Earliest Connections of Additive Combinatorics and Computer Science

I am writing a short survey on connections between additive combinatorics and computer science for SIGACT News and I have been wondering about the “history” of the connections. (I will be writing as little as possible about history in the SIGACT article, because I don’t have the time to research it carefully, but if readers help me out, I would write about it in a longer article that I plan to write sometime next year.)

Now, of course, there is always that Russian paper from the 1950s . . .

Then there is the Coppersmith-Winograd matrix multiplication algorithm, which uses Behrend’s construction of large sets of integers with no length-3 arithmetic progressions. (They don’t need the full strength of Behrend’s construction, and the weaker construction of Salem and Spencer suffices.) As far as I know, this was an isolated application.

My understanding (which is quite possibly mistaken) is that there are three main threads to the current interactions: one concerning the Szemeredi Regularity Lemma and the “triangle removal lemma” of Ruzsa and Szemeredi; one concerning “sum-product theorems” and the Kakeya problem; and one concerning the Gowers uniformity norms. The earliest connection is the first one, and, depending how one is counting, started in 1992 or 2001, and is due, respectively, to Alon et al. or just to Alon.

The Regularity Lemma, the Triangle Removal Lemma, and Graph Property Testing

The Szemeredi Regularity Lemma is a main technical tool in Szemeredi’s 1969 proof of Szemeredi’s theorem for progressions of length 4, and, eventually, his 1976 proof of the full 1975 proof of Szemeredi’s theorem. Rusza and Szemeredi, in a 1978 paper called “Triple systems with no six points carrying three triangles” showed that one could derive Roth’s Theorem (the length-3 case of Szemeredi’s theorem) as an simple consequence of a “Triangle Removal Lemma” (the derivation is simple but rather clever) which is itself a simple consequence of the Regularity Lemma. I have seen the Rusza-Szemeredi paper been referenced as either written in 1976 or 1978 – I never had a chance to see the paper itself. (More here about the Triangle Removal Lemma and Roth’s theorem.) Behrend had proved in the 1940s a negative result about the parameters in Roth’s theorem (before, indeed, Roth’s theorem was proved), which then, because of the Rusza-Szemeredi work, translates into a negative result about the parameters in the Triangle Removal Lemma: the lemma says that if we need to remove $\Omega (n^2)$ edges from an $n$-vertex graph in order to remove all triangles, then there must be $\Omega(n^3)$ triangles in total. The negative result is that the constants hidden in the $\Omega()$ notations cannot be polynomially related.

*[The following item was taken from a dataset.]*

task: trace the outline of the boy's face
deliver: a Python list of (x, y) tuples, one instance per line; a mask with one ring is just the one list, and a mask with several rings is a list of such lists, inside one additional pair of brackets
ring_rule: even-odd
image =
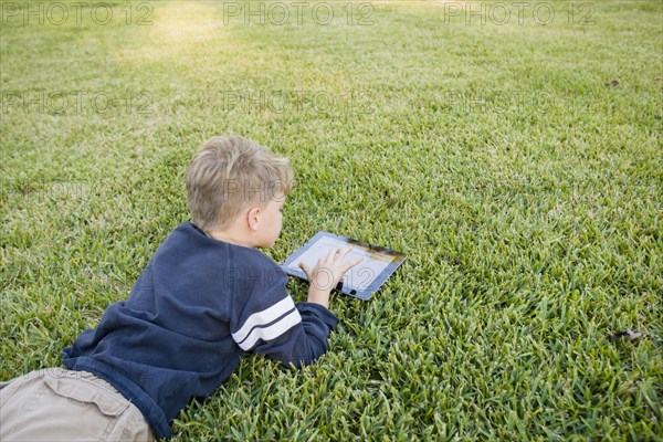
[(262, 217), (260, 220), (260, 231), (257, 235), (257, 246), (264, 249), (271, 249), (278, 235), (281, 234), (281, 228), (283, 227), (283, 206), (285, 204), (285, 196), (283, 193), (276, 194), (274, 199), (270, 200), (264, 210), (262, 210)]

There were various paper in the 1990s on applications of the Regularity Lemma, and of variants of it, in computer science, starting, I think, with a 1992 paper by Alon, Duke, Lefmann, Rödl, and Yuster. Notably, Frieze and Kannan proved in 1996 that the Regularity Lemma could be used to provide approximation schemes for optimization problems on dense graphs. Motivated by this application, Frieze and Kannan then formulated and proved the Weak Regularity Lemma, a version of the result that gives a weaker form of partition, but with much better quantitative bounds.

Coming to the main connection, after Goldreich, Goldwasser and Ron introduced the notion of property testing in 1996, various people realized that the GGR notion of testing graph properties in the adjacency matrix model captured earlier work in extremal combinatorics. A 1999 paper by Alon, Fischer, Krivelevich, and Szegedy shows how to use the Szemeredi Regularity Lemma to design property testing algorithms, and I think it is the first paper of the kind.

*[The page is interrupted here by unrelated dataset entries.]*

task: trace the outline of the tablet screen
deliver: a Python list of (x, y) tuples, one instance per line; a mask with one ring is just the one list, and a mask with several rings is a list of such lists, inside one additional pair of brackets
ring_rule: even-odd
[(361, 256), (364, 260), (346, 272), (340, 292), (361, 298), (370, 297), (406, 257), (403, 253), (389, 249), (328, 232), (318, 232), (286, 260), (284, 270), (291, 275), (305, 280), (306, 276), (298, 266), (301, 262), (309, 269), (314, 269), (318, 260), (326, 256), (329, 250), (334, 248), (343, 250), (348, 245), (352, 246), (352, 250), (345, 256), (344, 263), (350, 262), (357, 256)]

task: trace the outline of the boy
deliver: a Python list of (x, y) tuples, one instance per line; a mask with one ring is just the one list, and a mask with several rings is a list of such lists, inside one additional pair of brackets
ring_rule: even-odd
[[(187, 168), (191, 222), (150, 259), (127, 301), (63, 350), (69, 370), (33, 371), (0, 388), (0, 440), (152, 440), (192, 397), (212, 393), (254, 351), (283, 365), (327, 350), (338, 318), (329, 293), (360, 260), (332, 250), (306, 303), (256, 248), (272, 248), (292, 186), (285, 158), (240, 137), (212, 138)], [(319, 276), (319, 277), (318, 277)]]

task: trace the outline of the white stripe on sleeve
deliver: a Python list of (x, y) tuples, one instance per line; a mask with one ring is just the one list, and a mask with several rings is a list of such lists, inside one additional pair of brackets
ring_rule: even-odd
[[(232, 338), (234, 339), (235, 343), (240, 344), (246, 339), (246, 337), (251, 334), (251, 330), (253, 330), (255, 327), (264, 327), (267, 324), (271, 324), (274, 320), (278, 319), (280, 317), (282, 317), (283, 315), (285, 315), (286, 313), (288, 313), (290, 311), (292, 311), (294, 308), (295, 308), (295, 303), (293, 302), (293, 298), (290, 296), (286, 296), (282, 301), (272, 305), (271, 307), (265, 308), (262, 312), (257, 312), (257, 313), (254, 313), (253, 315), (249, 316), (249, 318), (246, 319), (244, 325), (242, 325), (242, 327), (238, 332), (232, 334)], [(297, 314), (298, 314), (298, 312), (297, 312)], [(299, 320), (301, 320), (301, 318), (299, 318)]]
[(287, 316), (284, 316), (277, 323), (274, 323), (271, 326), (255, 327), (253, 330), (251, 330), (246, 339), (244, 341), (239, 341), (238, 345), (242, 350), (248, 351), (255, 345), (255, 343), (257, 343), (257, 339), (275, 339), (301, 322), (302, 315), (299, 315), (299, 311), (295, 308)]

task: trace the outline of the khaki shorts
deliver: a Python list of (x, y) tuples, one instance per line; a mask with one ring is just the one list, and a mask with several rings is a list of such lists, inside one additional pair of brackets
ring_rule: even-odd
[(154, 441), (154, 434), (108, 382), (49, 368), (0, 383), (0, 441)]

Two years later, Alon studied the problem of testing the property of having a fixed graph $H$ as a subgraph, and showed that the problem is always testable, but that the complexity of the tester obeys a sharp dichotomy depending on whether the subgraph $H$ is bipartite or not. Alon uses Behrend’s construction in his lower bound for the case of non-bipartite $H$, and, indeed, when $H$ is a triangle Alon’s proof reduces to the Ruzsa-Szemeredi proof mentioned above.

The Rusza-Szemeredi argument has a natural analog that proves the full Szemeredi’s theorem, provided that one can prove a “clique removal lemma for hypergraphs,” which in turn one would want to derive from a properly formulated “Hypergraph Regularity Lemma.” This approach ended up being extremely difficult to follow, and such a proof was devised only a few years ago, independently by Nagle, Rödl, Schacht, and Skokan; by Gowers; and by Tao. This in turn has various applications to testing properties of dense hypergraphs, which have been studied by additive combinatorialists.

Kakeya Sets and Sum-Product Theorems

A Besicovitch set, or Kakeya set is a set that, for every direction, contains a unit-length segment parallel to that direction. The Kakeya problem is, roughly speaking, how “large” such a set must be. It is known that, for every $n$, there are Kakeya sets in ${\mathbb R}^n$ of Lebesgue measure 0; if, however, one looks at more refined measures of “size,” the Kakeya conjecture is that the Hausdorff and Minkowski dimension of any Kakeya set is $n$, the largest possible. This has various applications in analysis and connections to other problems about which I know almost nothing; the interested reader will enjoy reading a fascinating survey paper by Terence Tao.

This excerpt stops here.